I think this is an internationalist political battle against the people of the US because we continue to defeat their efforts. For example, we rejected their global warming scam and their self-serving solution - UN taxation (carbon trading) and their new carbon commodies “market.” We won’t buckle under the international court. We bristle at them using our military as they choose. We won’t accept open borders and shira. We created a political backslash when they dipped into the Treasury and Fed for their own profit.
This is economic punishment against Americans for disobeying their internationalist superiors and being uppity Americans. If you don’t want your economy to crash, do what we say politically.
I think you have some excellent points.
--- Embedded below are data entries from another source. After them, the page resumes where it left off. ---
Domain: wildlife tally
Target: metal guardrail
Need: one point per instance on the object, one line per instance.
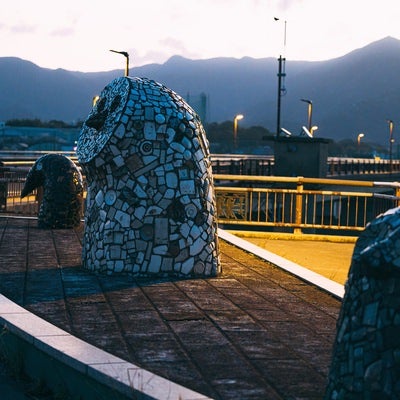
(240, 164)
(295, 203)
(302, 204)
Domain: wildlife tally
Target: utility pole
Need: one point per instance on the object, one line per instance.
(281, 90)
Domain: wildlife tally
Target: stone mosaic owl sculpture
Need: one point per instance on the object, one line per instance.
(61, 206)
(150, 206)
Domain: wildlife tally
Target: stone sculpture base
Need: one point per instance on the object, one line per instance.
(150, 205)
(62, 190)
(366, 355)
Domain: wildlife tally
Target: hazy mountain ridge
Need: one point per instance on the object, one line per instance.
(351, 94)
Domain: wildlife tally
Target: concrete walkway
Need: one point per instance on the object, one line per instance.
(255, 332)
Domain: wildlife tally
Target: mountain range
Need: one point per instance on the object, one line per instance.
(358, 92)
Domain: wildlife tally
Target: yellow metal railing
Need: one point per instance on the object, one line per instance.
(297, 204)
(302, 203)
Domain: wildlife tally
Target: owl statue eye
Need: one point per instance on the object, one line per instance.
(102, 120)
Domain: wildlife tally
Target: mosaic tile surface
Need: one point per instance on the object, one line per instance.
(61, 206)
(366, 356)
(150, 208)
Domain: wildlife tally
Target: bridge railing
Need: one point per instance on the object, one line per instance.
(295, 203)
(242, 164)
(300, 204)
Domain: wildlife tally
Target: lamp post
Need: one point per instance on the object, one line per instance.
(281, 88)
(309, 114)
(359, 136)
(235, 126)
(391, 140)
(126, 55)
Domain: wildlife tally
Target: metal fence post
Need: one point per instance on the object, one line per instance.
(299, 205)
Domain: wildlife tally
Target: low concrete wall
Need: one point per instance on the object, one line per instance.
(70, 366)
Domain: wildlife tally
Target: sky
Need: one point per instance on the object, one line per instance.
(77, 35)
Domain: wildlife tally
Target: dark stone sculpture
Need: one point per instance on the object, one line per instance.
(61, 206)
(150, 206)
(366, 355)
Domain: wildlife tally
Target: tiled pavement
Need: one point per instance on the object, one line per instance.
(255, 332)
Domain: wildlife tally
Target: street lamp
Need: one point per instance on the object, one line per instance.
(309, 114)
(126, 55)
(391, 140)
(360, 135)
(235, 126)
(281, 87)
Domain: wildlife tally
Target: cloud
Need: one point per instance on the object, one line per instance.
(62, 32)
(23, 29)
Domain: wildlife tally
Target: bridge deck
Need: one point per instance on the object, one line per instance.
(255, 332)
Even without an all-powerful cabal there are enough one-world advocates who will use their “bankster community,” international and U.S. government influence to, as the 1960s radicals (spoiled brats) used to say, “Bring it all down, man.”
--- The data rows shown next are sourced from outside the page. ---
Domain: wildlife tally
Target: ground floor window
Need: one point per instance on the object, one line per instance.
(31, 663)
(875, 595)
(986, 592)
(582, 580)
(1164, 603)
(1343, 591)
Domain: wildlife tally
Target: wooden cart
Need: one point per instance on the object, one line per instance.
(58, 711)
I know they mean "revenues" as a synonym for raising taxes. But, given the long historical evidence that revenues change as a result of the status of the economy, and not as a result of tax rate changes--wouldn't "raise revenues" properly mean "improve the economy"?
No doubt the “sixties” radicals are in power now - in government, nonprofits and business and globally. What unites them is a Marxist utopian belief structure and a sense of superiority that always accompanies megalomaniacs. We have been watching them operate and resisting them for a long time. They arrived.
Not really, the two don't have a correlation like that. A bond that is worth less is simply worth less and will take a harder sell to get someone to buy it. People will gamble one high risk stocks for a chance at a higher return but there's no guarantee, the return may be lower or negative.
I don't see a plot from great banking bogeymen, but a serious symptom of failed socialist policies here and abroad.
So Standard and Poor’s is now in the business of legislating the USA? I think not.
I think nothing would have averted the downgrade... the “crisis” was in the works by those who planned it.
I believe you are correct. Unfortunately there are many who believe revenue equals taxes alone.